RE: Level of Unicode support required for various languages

From: Philippe Verdy (verdy_p@wanadoo.fr)
Date: Wed Oct 31 2007 - 09:17:53 CST

  • Next message: Andrew West: "Re: Level of Unicode support required for various languages"

    David Starner wrote:
    > On 10/30/07, vunzndi@vfemail.net <vunzndi@vfemail.net> wrote:
    > > Quoting "Mark E. Shoulson" <mark@kli.org>:
    > > > vunzndi@vfemail.net wrote:
    > > >> The minimum is likely to be about 30 thousand, to be honest nobody
    > > >> knows what the upper limit is, but 100k would not be inconceivable.
    > > > I knew that dropping planes 17-65535 was a bad idea!

    A bad idea for what? If this means dropping planes that would be needed for
    private use, there's ample enough space in the PUA blocks to create private
    surrogates and to extend your limit at will to support billions of private
    use characters.

    > > Yes, this has always struck me as a strange decision, but it would
    > > seem to be one that can be reversed without any stability issues.
    > Except for breaking all the code out there that uses UTF-16, SCSU, or
    > otherwise depends on the limit.

    Yes, allocating private surrogates in PUA blocks will not affect UTF-16 and
    SCSU requirements (where they will be treated as if they were isolated PUAs,
    even if they are actually used in sequences as private surrogates; these
    UTFs will not detect the sequence boundaries but it does not matter here,
    for PUAs whose interpretation is left to the private usage).

    The only important thing in application is just to make sure that sequences
    of PUAs will not be reordered or truncated without knowledge of their
    semantic. At best, one could suggest that ANY sequence of PUAs is a
    transparent unbreakable binary object in applications, until one of the PUAs
    is recognized by the locally recognized PUA convention.

    So a sequence like <E400 E800 EC00> still can be privately interpreted as
    the encoded form for a single private entity (each code point here is used
    as a private surrogate: a leading high "private surrogate", a middle one,
    and a low one, each one containing 10 bits of information), even if the
    Unicode compliant applications see this sequence as three distinct PUAs. The
    sequence does not contain any one of the standard surrogates in D800..DBFF
    and DC00..DFFF, so this does not break UTF-16 rules.

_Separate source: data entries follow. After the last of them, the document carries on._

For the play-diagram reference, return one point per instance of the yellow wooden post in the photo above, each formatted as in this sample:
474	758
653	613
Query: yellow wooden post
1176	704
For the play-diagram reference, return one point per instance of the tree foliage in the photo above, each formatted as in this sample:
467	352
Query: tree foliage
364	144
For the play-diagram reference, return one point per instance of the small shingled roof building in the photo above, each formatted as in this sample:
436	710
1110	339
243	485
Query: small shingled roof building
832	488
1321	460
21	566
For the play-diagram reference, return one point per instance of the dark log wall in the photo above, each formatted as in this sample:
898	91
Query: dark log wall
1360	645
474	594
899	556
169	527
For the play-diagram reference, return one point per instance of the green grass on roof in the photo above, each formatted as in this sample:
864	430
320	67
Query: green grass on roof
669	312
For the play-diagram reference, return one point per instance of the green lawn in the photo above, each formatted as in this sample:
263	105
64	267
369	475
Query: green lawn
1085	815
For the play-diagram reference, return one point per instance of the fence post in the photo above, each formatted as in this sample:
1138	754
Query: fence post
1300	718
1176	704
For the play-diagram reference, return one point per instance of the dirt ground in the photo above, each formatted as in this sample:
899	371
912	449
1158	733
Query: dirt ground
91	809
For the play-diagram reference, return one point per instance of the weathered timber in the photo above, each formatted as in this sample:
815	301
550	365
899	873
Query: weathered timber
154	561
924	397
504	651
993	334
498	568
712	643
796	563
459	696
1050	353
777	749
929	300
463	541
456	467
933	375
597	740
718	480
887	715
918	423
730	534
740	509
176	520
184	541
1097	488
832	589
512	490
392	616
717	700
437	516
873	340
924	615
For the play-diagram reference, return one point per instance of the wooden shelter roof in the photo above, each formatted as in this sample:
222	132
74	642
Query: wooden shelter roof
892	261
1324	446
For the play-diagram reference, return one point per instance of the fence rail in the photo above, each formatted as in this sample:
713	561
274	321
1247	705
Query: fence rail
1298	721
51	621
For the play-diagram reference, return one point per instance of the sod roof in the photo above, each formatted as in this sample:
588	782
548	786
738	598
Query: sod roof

    Now if more than one billion private use entities is not enough, you could
    use longer sequences like <F0000..F3FFF, F4000..F7FFF, F8000..FBFFF> (using
    PUAs in plane 15): each private PUA here encodes 12 bits of information, the
    whole sequence representing 36 bits (more than 64 billions encoded
    entities...). In UTF-32, it will be stored as 3 PUAs in plane 15 (total = 96
    bits of storage or 12 bytes); in UTF-16 it will be stored as six standard
    PUAs of the BMP (total = 96 bits of storage or 12 bytes); in UTF-8, it will
    be stored as 3 sequences of 4 bytes (total = 12 bytes): there's no
    difference in space requirement here between UTF-8, UTF-16 and UTF-32.

    This sequence will still support SCSU and other Unicode compression
    encodings without difficulty, as well as any other encoding (GB18030?) that
    has a roundtrip mapping with existing Unicode PUAs, and do not change their
    relative encoding order, and do not truncate long sequences of PUAs.

    In other words, there's no need to support more than 17 planes for the
    encoding of standard characters. And there's ample enough space for encoding
    any number of private entities (I won't call them characters because this
    conflicts with Unicode definition of characters) with the existing PUAs that
    have been allocated.

    The difficulty is then not in private use characters, but in resisting to
    the encoding of many new characters within the set of standard characters
    (within one of the first 15 planes), when this is not justified. A defensive
    way to protect the UCS from being filled with many ideographs would be to
    create a standard compositional encoding for these personal names used in
    China and Taiwan.

    Imagine what would happen if each one of the billion Chineses wants his own
    ideograph for his signature, and these signatures are made legal in PRC or
    Taiwan! A stringer compositional model, based on the initial principles of
    existing IDS as defined in TUS (but *with extensions* such as those used at
    IRG) would be helpful to make the scheme workable for the very long term.

    ********

    Another way to handle this would be to define a core subset of the SVG
    graphic format for creating custom glyphs that remain comparable, and
    assignable to a URI (such as an URI to a record national public registry
    containing the definition of this SVG file), and then define the way to
    safely transport this URI in documents: this does not require any encoding
    in Unicode, it will permit any number of personal names.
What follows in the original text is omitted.